For certain such uses with real device management, very likely yes.
It's just that in a number of programs using hard-coded ports to
access stupid devices with no driver (and often even no name), such
an approach could be overkill, and these are typically the annoyingly
itchy ones which could require your config entry to remain enabled.
I'll add to my todo list to have a look at this as time permits.
Cheers,
Willy
On Thu, 24 Oct 2019 21:45:56 -0700
Andy Lutomirski <[email protected]> wrote:
> Hi all-
>
> Supporting iopl() in the Linux kernel is becoming a maintainability
> problem. As far as I know, DPDK is the only major modern user of
> iopl().
>
> After doing some research, DPDK uses direct io port access for only a
> single purpose: accessing legacy virtio configuration structures.
> These structures are mapped in IO space in BAR 0 on legacy virtio
> devices.
Yes. Legacy virtio seems to have been designed without consideration
of how to use it in userspace. Xen, Vmware and Hyper-V all use memory
as a doorbell mechanism which is easier to use from userspace.
> There are at least three ways you could avoid using iopl(). Here they
> are in rough order of quality in my opinion:
>
> 1. Change pci_uio_ioport_read() and pci_uio_ioport_write() to use
> read() and write() on resource0 in sysfs.

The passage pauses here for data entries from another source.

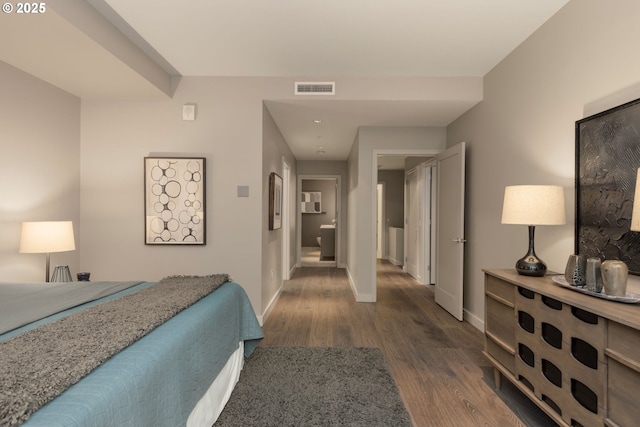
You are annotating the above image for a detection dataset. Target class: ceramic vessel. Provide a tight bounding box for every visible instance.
[585,257,603,293]
[565,254,587,286]
[51,265,72,282]
[601,260,628,297]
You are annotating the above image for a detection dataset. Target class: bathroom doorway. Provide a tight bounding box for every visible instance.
[297,176,340,267]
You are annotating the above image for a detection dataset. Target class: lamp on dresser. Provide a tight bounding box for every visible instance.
[501,185,566,276]
[19,221,76,282]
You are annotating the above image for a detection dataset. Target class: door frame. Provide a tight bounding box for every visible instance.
[297,174,342,267]
[372,148,442,295]
[282,157,292,280]
[376,182,386,259]
[404,163,434,285]
[404,166,420,281]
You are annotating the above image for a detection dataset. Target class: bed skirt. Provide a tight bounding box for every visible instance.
[187,341,244,426]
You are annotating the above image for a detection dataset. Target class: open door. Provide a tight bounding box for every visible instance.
[405,168,420,280]
[435,142,466,321]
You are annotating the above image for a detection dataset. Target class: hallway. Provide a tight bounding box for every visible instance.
[260,261,556,426]
[300,246,337,267]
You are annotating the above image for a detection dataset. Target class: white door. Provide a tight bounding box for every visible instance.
[282,159,291,280]
[377,184,383,259]
[405,169,420,280]
[435,142,466,321]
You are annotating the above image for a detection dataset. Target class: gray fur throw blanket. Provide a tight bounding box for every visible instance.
[0,274,229,427]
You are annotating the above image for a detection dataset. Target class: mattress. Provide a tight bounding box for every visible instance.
[0,280,263,427]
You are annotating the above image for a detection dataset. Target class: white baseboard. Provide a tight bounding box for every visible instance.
[464,308,484,332]
[388,256,403,266]
[259,284,283,326]
[345,266,375,302]
[346,266,357,296]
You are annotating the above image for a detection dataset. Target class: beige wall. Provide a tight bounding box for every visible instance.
[378,170,404,230]
[447,0,640,328]
[262,105,297,318]
[79,77,295,316]
[0,61,80,282]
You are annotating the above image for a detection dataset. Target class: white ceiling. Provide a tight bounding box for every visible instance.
[263,98,482,160]
[104,0,567,78]
[0,6,168,99]
[0,0,569,161]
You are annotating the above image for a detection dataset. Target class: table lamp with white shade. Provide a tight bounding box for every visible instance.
[19,221,76,282]
[501,185,566,276]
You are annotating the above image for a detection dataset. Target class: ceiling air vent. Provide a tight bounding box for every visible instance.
[295,82,335,95]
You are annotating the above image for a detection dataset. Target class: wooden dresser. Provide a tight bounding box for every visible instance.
[483,269,640,427]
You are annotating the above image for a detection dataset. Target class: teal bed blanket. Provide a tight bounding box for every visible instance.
[1,280,263,427]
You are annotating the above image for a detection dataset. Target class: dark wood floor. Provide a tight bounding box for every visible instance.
[260,261,555,427]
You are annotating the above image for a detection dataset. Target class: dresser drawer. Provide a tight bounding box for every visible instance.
[486,295,515,348]
[608,321,640,364]
[486,275,515,304]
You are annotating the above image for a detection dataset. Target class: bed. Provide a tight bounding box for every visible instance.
[0,275,263,427]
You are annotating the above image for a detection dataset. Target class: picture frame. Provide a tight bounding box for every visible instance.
[301,191,322,213]
[576,97,640,275]
[269,172,282,230]
[144,157,206,245]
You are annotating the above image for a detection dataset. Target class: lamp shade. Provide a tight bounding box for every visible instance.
[631,168,640,231]
[501,185,566,226]
[19,221,76,253]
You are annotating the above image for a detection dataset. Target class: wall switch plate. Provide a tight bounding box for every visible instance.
[183,104,196,121]
[237,185,249,197]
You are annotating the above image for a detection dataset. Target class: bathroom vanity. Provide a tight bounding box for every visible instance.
[320,225,335,260]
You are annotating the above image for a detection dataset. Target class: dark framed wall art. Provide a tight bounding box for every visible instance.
[269,172,282,230]
[576,98,640,275]
[144,157,206,245]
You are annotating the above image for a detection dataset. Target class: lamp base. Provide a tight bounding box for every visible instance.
[516,254,547,277]
[514,225,547,277]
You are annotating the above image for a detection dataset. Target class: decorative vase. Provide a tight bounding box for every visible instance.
[585,258,603,293]
[51,265,72,282]
[564,254,586,287]
[601,260,628,297]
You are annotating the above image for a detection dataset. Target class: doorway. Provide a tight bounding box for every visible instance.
[373,149,442,300]
[377,155,435,285]
[297,175,340,267]
[373,145,466,321]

The cost of entering the kernel for a doorbell mechanism is too
expensive and would kill performance.
> 2. Use the alternative access mechanism in the virtio legacy spec:
> there is a way to access all of these structures via configuration
> space.
There is no way to use memory doorbell on older versions of virtio.
Users want to run DPDK on old stuff like RHEL6 and even older
kernel forks. There are even use cases where virtio is used for
a non-Linux host; such as GCP.
> 3. Use ioperm() instead of iopl().
Ioperm has the wrong thread semantics. All DPDK applications have
multiple threads and the initialization logic needs to work even
if the thread is started later; threads can also be started by
the user application.
Iopl applies to whole process so this is not an issue.
>
>
> We are considering changes to the kernel that will potentially harm
> the performance of any program that uses iopl(3) -- in particular,
> context switches will become more expensive, and the scheduler might
> need to explicitly penalize such programs to ensure fairness. Using
> ioperm() already hurts performance, and the proposed changes to iopl()
> will make it even worse. Alternatively, the kernel could drop iopl()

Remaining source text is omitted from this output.